Journalisme & fact-checking

02. Journalistes vs Infox /

Saviez-vous que l’eau salée pouvait soigner les symptômes de la Covid-19 ? Il suffit de prendre une gorgée d’eau saline – de renverser la tête en arrière et de laisser l’eau couler au fond de votre gorge – puis d’ouvrir la bouche et d’inspirer en produisant le son « ha ». Répétez l’opération une fois et l’ensemble de la procédure de trois à cinq fois.

Voilà le genre de choses que l’on a pu lire en anglais, français, arabe, espagnol ou chinois alors que la pandémie plongeait le monde entier dans la crise. Partagées des millions de fois, ces instructions qui peuvent soigner une pharyngite n’ont aucun effet sur la maladie Covid-19.

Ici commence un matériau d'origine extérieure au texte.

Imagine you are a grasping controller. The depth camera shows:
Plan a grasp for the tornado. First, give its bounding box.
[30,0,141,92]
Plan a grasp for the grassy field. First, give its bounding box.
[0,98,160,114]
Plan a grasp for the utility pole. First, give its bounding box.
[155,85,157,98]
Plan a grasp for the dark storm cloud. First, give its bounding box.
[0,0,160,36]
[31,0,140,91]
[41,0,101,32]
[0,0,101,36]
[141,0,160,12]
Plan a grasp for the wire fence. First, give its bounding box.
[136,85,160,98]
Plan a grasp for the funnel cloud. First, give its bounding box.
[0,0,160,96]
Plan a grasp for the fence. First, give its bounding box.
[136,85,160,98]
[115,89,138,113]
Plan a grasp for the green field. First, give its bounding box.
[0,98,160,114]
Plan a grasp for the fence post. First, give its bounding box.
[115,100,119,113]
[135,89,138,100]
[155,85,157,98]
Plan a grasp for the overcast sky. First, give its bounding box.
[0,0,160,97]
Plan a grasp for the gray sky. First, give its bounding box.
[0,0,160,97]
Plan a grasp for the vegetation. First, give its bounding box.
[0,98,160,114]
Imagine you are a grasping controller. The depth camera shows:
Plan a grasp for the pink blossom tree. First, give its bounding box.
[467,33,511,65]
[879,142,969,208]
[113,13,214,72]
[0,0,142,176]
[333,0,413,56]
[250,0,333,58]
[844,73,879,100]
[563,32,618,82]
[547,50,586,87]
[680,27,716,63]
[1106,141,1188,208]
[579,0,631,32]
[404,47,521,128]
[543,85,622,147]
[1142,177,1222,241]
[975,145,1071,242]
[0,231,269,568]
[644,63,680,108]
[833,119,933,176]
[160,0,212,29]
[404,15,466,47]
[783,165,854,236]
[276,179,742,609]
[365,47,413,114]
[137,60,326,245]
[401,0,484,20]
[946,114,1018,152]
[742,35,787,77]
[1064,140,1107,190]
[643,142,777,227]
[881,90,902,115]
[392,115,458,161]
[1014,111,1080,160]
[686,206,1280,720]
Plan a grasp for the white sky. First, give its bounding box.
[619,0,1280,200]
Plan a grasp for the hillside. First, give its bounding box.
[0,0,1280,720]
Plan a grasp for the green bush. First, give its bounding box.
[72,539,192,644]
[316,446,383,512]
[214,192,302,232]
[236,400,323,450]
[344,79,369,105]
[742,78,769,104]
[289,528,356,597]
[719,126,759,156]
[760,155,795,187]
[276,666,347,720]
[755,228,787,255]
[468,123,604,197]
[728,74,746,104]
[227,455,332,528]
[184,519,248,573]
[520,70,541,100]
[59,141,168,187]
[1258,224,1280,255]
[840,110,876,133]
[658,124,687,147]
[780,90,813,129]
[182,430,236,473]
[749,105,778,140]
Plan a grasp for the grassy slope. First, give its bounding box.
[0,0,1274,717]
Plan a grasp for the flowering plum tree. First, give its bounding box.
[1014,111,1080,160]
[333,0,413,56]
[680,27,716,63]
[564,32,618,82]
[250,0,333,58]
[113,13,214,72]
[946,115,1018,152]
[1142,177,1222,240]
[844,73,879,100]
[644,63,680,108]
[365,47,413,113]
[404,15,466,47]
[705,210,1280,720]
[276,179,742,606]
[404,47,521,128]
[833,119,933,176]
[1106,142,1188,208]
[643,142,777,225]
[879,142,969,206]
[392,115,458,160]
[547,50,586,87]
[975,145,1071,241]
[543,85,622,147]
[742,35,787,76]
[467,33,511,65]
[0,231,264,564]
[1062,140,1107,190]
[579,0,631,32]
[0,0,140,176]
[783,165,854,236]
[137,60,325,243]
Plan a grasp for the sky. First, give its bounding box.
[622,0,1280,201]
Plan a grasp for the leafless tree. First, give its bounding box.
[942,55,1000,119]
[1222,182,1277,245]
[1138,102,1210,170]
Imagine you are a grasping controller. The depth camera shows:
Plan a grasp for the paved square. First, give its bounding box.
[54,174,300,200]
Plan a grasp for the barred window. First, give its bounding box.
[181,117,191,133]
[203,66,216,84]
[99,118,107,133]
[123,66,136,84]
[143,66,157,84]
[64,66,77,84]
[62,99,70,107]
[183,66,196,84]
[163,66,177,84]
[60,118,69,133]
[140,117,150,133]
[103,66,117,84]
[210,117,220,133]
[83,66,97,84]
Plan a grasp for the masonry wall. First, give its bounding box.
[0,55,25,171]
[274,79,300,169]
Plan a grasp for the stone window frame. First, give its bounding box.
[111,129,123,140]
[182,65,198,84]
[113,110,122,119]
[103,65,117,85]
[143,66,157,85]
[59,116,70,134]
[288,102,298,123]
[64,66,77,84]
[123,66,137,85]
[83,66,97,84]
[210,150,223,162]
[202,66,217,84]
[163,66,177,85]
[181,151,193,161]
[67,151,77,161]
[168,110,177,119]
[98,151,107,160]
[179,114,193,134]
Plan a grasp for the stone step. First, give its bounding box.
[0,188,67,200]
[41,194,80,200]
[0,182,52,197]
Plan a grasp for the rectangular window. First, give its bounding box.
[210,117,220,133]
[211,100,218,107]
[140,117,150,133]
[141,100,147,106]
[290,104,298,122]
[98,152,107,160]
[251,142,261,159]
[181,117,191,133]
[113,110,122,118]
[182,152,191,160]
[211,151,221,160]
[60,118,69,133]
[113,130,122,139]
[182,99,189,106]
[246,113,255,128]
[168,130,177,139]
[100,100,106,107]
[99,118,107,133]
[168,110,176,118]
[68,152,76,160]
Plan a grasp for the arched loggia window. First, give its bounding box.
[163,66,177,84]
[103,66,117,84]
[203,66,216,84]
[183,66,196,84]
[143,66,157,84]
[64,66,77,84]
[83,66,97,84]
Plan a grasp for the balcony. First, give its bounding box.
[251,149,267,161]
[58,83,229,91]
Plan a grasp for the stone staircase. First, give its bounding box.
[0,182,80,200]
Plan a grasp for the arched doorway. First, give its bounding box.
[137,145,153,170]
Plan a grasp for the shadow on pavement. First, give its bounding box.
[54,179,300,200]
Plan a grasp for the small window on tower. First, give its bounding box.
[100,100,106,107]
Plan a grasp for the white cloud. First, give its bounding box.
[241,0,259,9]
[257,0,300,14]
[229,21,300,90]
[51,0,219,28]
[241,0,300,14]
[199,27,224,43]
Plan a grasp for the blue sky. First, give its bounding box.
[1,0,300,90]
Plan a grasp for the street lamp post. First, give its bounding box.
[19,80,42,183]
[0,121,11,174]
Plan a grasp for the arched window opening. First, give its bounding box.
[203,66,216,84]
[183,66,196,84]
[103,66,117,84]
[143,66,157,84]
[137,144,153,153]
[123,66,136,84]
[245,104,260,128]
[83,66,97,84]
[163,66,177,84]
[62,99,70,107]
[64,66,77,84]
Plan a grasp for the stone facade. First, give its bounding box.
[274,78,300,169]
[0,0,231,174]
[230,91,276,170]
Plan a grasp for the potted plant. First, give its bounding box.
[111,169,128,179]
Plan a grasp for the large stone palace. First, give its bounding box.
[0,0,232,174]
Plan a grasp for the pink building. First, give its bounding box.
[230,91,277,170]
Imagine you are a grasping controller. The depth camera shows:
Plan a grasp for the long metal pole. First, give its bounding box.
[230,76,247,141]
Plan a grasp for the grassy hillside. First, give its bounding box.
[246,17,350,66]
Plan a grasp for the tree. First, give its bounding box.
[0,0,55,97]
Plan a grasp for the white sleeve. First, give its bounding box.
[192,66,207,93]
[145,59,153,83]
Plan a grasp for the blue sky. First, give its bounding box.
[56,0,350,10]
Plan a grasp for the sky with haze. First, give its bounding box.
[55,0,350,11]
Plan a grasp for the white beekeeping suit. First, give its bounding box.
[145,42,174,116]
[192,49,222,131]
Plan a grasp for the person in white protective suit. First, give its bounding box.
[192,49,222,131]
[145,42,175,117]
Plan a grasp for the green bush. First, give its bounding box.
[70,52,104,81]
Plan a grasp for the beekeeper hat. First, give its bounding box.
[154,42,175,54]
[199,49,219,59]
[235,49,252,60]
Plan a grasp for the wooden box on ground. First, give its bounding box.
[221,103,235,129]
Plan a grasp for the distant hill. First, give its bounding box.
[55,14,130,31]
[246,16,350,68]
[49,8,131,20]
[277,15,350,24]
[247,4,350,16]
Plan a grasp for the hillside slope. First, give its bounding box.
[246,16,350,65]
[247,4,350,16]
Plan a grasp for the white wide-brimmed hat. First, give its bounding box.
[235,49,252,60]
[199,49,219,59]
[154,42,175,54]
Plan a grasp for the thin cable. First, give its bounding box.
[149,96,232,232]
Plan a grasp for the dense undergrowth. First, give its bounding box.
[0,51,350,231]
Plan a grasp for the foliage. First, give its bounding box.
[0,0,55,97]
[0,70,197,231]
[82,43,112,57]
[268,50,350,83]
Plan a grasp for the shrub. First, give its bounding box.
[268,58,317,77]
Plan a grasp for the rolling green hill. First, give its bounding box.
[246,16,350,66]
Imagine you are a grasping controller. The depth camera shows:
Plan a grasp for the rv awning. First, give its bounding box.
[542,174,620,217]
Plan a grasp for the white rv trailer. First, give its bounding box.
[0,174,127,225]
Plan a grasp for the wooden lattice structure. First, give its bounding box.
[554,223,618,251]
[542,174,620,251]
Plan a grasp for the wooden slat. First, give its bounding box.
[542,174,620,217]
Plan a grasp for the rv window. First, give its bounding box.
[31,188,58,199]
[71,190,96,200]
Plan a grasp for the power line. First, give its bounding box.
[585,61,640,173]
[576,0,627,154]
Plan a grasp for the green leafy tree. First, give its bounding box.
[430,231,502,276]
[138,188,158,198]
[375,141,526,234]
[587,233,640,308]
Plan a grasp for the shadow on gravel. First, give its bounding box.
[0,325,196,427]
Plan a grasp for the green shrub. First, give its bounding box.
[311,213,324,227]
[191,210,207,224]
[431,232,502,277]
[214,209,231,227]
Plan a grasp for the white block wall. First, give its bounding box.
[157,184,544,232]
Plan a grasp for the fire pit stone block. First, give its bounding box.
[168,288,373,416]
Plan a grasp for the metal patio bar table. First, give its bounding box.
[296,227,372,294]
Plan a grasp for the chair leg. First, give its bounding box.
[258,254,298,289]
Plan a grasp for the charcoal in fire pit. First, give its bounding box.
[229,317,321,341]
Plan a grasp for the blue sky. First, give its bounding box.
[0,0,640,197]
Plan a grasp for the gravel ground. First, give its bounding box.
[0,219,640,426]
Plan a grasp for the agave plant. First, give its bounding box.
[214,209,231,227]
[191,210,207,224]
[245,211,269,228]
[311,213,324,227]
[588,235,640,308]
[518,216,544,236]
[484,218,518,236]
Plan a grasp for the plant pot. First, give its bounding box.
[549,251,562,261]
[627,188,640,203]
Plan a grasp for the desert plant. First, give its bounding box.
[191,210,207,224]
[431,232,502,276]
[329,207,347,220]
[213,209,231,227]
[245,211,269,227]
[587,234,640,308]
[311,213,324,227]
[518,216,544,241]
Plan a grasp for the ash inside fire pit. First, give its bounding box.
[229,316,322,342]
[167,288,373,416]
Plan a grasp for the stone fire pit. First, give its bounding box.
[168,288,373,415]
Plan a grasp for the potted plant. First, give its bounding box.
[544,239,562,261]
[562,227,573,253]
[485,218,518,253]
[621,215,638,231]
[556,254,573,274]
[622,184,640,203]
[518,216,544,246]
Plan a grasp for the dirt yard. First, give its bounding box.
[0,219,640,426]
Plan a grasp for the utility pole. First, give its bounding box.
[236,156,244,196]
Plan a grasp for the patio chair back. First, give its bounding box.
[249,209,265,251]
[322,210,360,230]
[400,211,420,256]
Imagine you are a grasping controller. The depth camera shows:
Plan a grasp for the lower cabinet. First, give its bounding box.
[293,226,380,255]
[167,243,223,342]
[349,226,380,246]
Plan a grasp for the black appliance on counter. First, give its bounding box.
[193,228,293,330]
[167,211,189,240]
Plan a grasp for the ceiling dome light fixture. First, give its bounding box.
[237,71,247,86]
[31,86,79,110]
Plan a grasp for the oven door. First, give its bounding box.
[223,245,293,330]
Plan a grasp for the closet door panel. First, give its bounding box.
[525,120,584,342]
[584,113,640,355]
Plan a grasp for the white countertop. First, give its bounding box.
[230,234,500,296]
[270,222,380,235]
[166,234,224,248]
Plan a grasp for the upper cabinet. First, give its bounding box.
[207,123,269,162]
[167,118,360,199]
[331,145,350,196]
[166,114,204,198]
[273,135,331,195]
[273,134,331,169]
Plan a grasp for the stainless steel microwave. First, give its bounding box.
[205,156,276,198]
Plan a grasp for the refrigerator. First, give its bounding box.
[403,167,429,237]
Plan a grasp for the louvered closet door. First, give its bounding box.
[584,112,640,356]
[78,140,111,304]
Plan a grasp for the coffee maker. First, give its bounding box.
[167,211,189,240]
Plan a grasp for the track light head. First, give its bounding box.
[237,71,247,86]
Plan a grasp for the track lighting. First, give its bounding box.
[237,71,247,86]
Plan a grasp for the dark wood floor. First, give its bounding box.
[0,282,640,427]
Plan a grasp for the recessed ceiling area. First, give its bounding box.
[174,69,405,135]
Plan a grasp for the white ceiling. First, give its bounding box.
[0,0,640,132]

C’est le cas typique d’une infox qui a l’apparence de la vérité, puisqu’elle s’appuie sur une situation réelle pour la transposer à un autre contexte. C’est là que le fact-checking est essentiel : remettre en contexte à l’aide d’experts si nécessaire, avant de diffuser le plus possible notre vérification. Si elle atteint les bonnes personnes, on peut, sans être trop prétentieux, sauver des vies.

Notre rôle de journaliste est de préserver du mieux que possible la vérité. C’est d’ailleurs le premier des devoirs dont les professionnels de l’information doivent s’acquitter si l’on en croit La Charte de Munich, texte de référence concernant la déontologie du journalisme : “Respecter la vérité, quelles qu’en puissent être les conséquences pour lui-même, et ce, en raison du droit que le public a de connaître la vérité”. Mais si le public a le droit de connaître la vérité, nous avons le devoir de lui faire savoir lorsqu’il se fourvoie en croyant à un mensonge. Lutter contre la diffusion des infox fait donc aujourd’hui partie intégrante de notre mission. Mais comment en est-on arrivés là ?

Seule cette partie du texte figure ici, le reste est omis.